10) Why the 15-hour workweek never happened [Source: Medium]
Weekly work hours in the United States have hardly budged from the average of 48 in Keynes’ day. What’s more, the rich—who should have the most time for leisure—are working harder than ever. What happened? Why did Keynes’ prediction fail? Why aren’t we all, at least in the Western world, working 15-hour weeks?

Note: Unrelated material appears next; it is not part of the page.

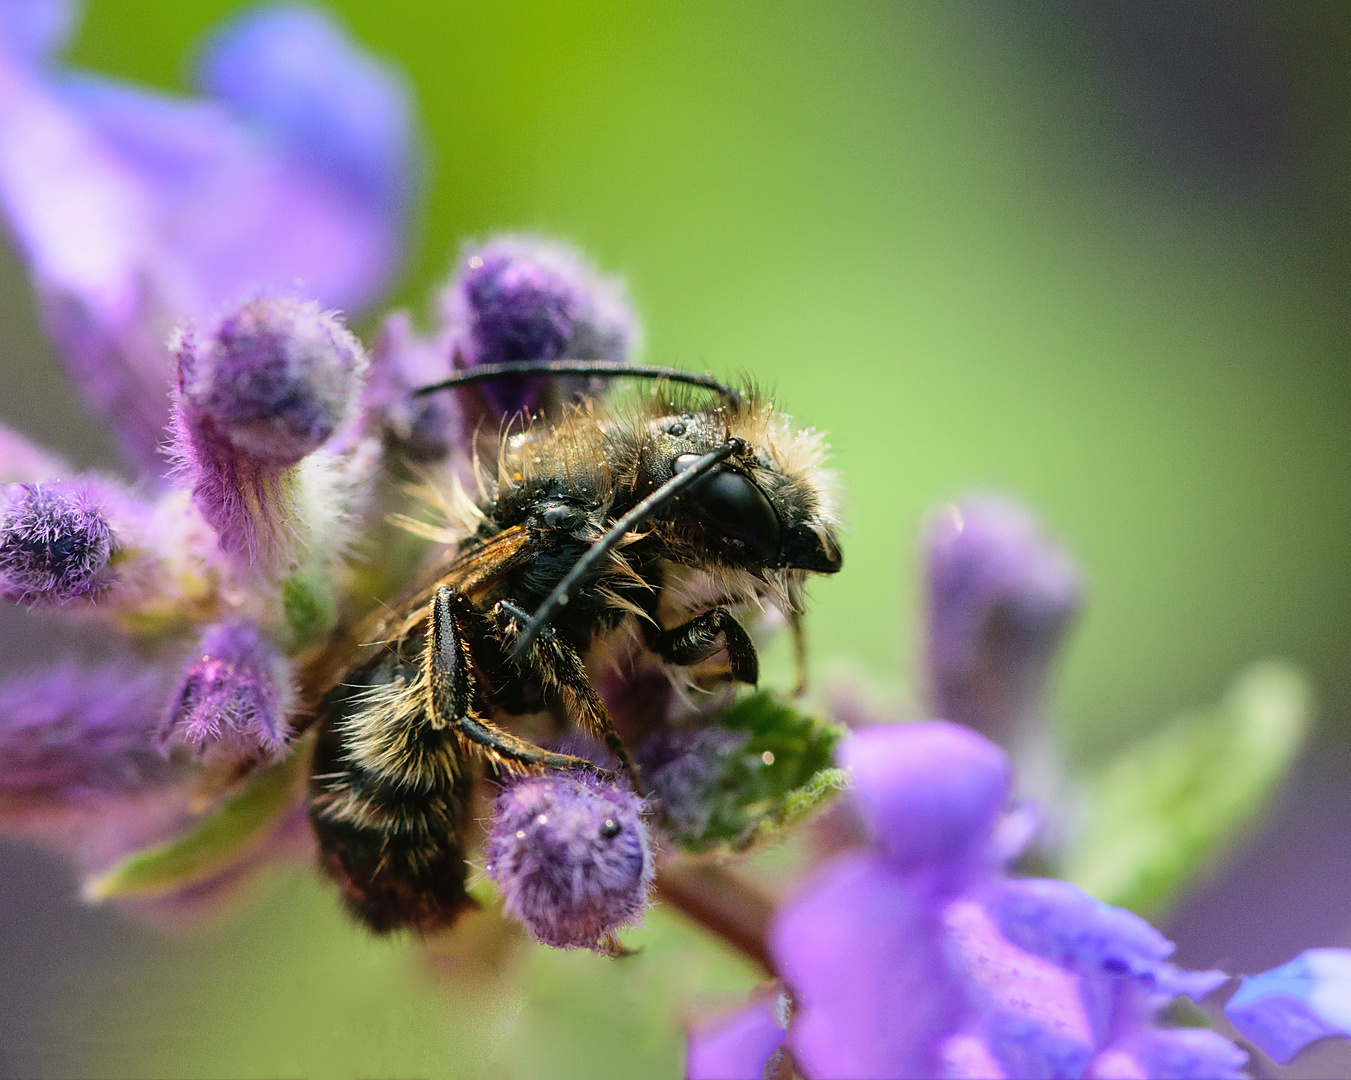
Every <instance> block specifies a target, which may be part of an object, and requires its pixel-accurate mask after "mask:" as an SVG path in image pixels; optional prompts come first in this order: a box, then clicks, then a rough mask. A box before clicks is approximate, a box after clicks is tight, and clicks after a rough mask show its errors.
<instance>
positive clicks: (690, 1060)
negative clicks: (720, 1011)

While the author doesn’t have complete answers to these questions, he feels these questions reveal something interesting about human nature, the good life, and the ways we relate to money. We are more concerned about status symbol and culture. It’s like, if he is a millionaire, I want to be a billionaire. So, if it’s true that most of our disposable income goes toward competitive consumption and status signaling, then consider this question: Is it possible to give up the status game and work less than 15 hours a week?

The author also gives an example of Japanese schools where girls wear short skirts, even when it’s freezing cold in December! Why? Because they don’t want to be ostracized by their friends. Many people don’t realize how much of their time (and, therefore, their lives) is driven by status considerations. It’s worth asking yourself the following question: How much of what I do is done because I care about status? And how could my life be different if I cared a little bit less?